Çalışmada, ” Ankara, Mavi Vatan doktrini aracılığıyla, Avrupa’yı Hint Okyanusu’na bağlayan ticaret yollarının zarurî geçiş noktası olan Doğu Akdeniz’e ve buna bağlı olarak Güneydoğu Asya pazarlarına hakim olmaya çalışıyor” kelamları sarf edildi. Türkiye’nin kısa vadede milletlerarası bir güç haline gelmesinden telaş duyduklarını belirten Yunan uzmanlar, “Türkiye, Karadeniz ve Süveyş Kanalı’ndan Orta Akdeniz’e kadar olan deniz yollarını denetim ederek, Avrupa’ya giden esas doğu transit yollarını denetim edecek ve tartışılmaz bölgelerarası güç haline gelecektir” dedi. Libya ile imzalanan MEB muahedesini maksat alan Yunan uzmanlar, “Bu muahedeyi Mavi Vatan doktrini bağlamında kullanan Türkiye, yalnızca Ege’de yahut Doğu Akdeniz’de değil, Orta Akdeniz’de de güç sahibidir” kelamlarını kullandı.

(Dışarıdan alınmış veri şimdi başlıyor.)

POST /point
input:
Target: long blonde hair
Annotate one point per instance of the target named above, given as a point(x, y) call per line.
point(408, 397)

“TÜM BÖLGESEL PROBLEMLERDE VAR”

Türkiye’nin, Mavi Vatan doktrininin kıymetine değinilen raporda, Ankara’nın diplomatik gayretlerini ve milletlerarası hukuk yoluyla haklarını arama teşebbüsünü yok sayan kelamlar sarf edildi. “Doğu Akdeniz’deki güç boşluğunda bölgesel hegemonya talep etmek için ‘sert güç’ kullanımına başvurmuştur” denilen yazıda, Türkiye’nin bölgesel tüm problemlere dahil olduğuna dikkat çekildi. Mavi Vatan vizyonunun kıtalararası bir objektifi olduğuna işaret eden uzmanlar, “Bir vakitler Osmanlıların elinde bulundurduğu ticaret ve deniz gücünü yine kazanmak için Türkiye’nin Akdeniz’de aktif olduğunu” vurguladı.

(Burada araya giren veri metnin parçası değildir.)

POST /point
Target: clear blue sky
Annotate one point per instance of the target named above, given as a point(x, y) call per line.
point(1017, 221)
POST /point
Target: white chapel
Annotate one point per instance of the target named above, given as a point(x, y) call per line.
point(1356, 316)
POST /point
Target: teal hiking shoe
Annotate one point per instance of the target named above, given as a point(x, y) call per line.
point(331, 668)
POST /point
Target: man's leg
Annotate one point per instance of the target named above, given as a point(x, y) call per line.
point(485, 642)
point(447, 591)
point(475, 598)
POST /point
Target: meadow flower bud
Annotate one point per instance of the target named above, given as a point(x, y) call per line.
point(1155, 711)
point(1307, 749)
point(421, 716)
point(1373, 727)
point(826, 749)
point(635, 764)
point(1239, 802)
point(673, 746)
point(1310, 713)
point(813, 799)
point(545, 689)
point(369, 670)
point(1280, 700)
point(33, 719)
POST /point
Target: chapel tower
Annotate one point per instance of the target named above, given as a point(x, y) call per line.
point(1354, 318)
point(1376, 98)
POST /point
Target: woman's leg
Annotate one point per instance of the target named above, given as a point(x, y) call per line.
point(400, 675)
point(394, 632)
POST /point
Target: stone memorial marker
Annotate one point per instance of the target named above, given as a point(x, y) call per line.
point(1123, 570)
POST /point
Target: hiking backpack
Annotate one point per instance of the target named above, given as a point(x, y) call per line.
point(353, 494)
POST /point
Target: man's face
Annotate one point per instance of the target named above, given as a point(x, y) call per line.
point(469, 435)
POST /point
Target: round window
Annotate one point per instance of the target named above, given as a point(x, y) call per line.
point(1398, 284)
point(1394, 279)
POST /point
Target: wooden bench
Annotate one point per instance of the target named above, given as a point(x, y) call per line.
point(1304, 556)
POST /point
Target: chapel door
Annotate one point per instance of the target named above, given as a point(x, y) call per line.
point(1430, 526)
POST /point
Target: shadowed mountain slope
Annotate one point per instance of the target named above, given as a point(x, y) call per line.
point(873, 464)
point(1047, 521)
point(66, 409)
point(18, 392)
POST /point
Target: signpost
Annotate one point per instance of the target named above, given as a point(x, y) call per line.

Yeni Şafak’ın haberine nazaran raporda, Türkiye’nin Batı’yla değişen bağ biçimi de “eşit halde müzakere” etmek diye tanımlanıyor. Türkiye’nin kendisini, ABD, Çin ve Rusya’nın bölgede varlıklarını sağlamaları için muahedeye varılması gereken en değerli güç ve ortak olarak konumlandığı belirtildi.

“AFRİKA’DA İSLAM’IN ÖNDE GELEN GÜCÜ OLMAYI HEDEFLİYOR”

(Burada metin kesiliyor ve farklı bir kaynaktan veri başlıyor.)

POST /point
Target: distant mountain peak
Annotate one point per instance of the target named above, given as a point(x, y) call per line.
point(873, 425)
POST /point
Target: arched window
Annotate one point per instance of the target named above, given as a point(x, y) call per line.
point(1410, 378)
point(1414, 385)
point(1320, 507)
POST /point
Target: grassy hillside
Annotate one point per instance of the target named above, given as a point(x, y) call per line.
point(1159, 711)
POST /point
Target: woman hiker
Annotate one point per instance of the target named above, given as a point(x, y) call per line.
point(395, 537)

Ankara’nın Afrika’da yürüttüğü siyasete da değinilen raporda, “Türkiye, Afrika’da oluşturduğu siyasi, ekonomik, askeri ve kültürel nüfuzu onun bölgeler ortası emellerinin göstergesidir. Ankara, Afrika ülkelerinin Batı’dan kurtuluşunda sömürgecilik aksisi duruşu yansıtırken, İslam’ın önde gelen gücü olmayı hedefliyor” denildi. Türkiye’nin Müslüman dünya ile olan bağlarını destekleyen atılımlarda bulunduğunu vurgulayan uzmanlar, Erdoğan’ın sömürge sonrası telaffuzunun Afrika’da tesirli olduğunu ve kıtanın Müslüman çoğunluklu ülkelerinde Türkiye’nin tesirini artırmaya yardımcı olduğuna dikkati çekti. Türkiye’nin Afrika’da başarılı bir “yumuşak güç” aracı olarak eğitimi desteklediğine ve yeni bir Müslüman kuşak eğittiğine işaret edildi.